Author's Note: Due to limited knowledge about Japanese burial traditions, Yukari's funeral is in the American custom. Please respect this difference.
Disclaimer: Tenkuu no Escaflowne is property of Bandai and Sunrise, all rights reserved. I am in no way affiliated with these companies, and am not making profit. Any similarities between my work and anyone else's is purely coincidental. Lyrics to "Headstrong" are property ofTrapt, all rights reserved.
- X - x - X -
"Whisper Memories" -- Part 3: Headstrong
By The Last Princess of Hyrule
- X - x - X -
Circling, circling, circling your head,
Contemplating everything you ever said,
Now I see the / truth I got it down,
A different motive in your eyes and now I'm out,
See you later . . .
- X - x - X -
Yukari's funeral was set for that Sunday. The day began with rain, as had all the days since her suicide. Dark clouds and smoky vehicle exhaust covered the sky and the city streets were obscure by a thick fog and misty drizzle of rain. Hitomi watched the rainfall from her bedroom window, a dubious look on her face.

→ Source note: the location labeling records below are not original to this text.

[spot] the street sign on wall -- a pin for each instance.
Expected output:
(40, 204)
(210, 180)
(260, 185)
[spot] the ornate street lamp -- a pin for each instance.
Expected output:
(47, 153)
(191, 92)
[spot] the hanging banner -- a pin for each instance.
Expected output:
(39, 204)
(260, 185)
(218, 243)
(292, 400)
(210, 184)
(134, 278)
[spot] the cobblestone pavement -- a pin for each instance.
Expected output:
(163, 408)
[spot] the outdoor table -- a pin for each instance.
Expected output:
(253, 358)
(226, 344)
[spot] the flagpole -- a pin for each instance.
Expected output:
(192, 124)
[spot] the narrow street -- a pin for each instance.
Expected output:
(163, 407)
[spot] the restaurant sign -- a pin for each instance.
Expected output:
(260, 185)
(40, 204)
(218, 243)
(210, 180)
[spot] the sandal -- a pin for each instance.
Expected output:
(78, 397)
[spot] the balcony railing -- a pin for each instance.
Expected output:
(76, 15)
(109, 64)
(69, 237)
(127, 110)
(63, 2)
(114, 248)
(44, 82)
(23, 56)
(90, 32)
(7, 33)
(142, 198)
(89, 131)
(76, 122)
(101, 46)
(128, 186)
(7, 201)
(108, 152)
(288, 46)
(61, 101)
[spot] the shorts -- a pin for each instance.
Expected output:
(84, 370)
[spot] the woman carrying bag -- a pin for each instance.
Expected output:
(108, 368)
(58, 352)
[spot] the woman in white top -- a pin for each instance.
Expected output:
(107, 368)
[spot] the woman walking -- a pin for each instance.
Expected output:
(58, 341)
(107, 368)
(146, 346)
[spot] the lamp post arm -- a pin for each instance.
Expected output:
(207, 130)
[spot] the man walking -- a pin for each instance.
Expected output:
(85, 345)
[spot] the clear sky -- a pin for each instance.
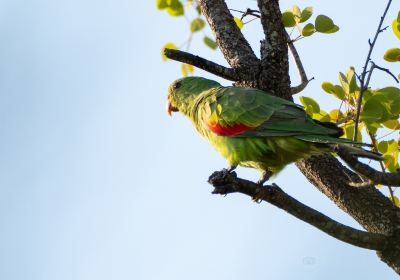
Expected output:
(97, 182)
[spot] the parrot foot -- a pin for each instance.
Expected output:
(264, 178)
(229, 170)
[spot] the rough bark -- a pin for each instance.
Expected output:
(367, 205)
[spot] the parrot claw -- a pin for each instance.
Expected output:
(264, 178)
(229, 170)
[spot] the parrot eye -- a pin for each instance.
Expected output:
(177, 85)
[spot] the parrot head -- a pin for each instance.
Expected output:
(183, 92)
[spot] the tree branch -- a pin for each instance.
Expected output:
(234, 46)
(364, 83)
(388, 179)
(199, 62)
(225, 183)
(300, 68)
(368, 206)
(274, 76)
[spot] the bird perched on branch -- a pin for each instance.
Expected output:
(253, 128)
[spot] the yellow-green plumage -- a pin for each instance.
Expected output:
(250, 127)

How can I really be going to my best friend's funeral on a day like this? If Yukari were still here, she'd come over to my apartment and we'd watch movies on Dad's big screen with Mom pestering us with drinks and snacks and annoying questions about the rating. She pressed one hand against the glass, tracing the panes with her other index finger.
On her futon bed was a black knee-length skirt, dark nylons, a black long-sleeved blouse, and a long black overcoat. Hitomi was wrapped in a white terrycloth robe with an indigo floral pattern along the bottom hem and ends of the sleeves. Little vines snaked in impossible twisting designs around broad blooming flowers with exotic names Hitomi did not know. How she wished she could just lounge around in her robe all day instead of getting dressed in the black mourning clothes.
There was a quiet knock on her door. "Hitomi . . .?" came her mother's voice, muffled through the wood. "Are you about ready? The service is starting soon."
"I'll be there in a minute," Hitomi replied. With a tired sigh, she drew closed the curtains and untied the robe, letting it fall in a heap at her feet.
The clothes were less than comfortable, the nylons scratchy and the blouse stiff, her skirt painfully tight around her waist. Grabbing a pair of black barrettes from an ornate wooden jewelry box atop her dresser, Hitomi clipped her hair back and turned critically to her reflection in the mirror. Much as I hate to admit it, black really is my color . . . Gah! How can I be thinking of clothes at a time like this?! Hitomi mentally slapped herself.
Mrs. Kanzaki knocked on the door again. "Hitomi? Can I come in?"
"Yeah, sure."
Mrs. Kanzaki entered. She was wearing a long black dress with ruffled cuffs and a similar hem. She had twisted her brown hair up in a plain knot on her head and topped with a black hat and matching veil, masking her face—and her tears—in shadows.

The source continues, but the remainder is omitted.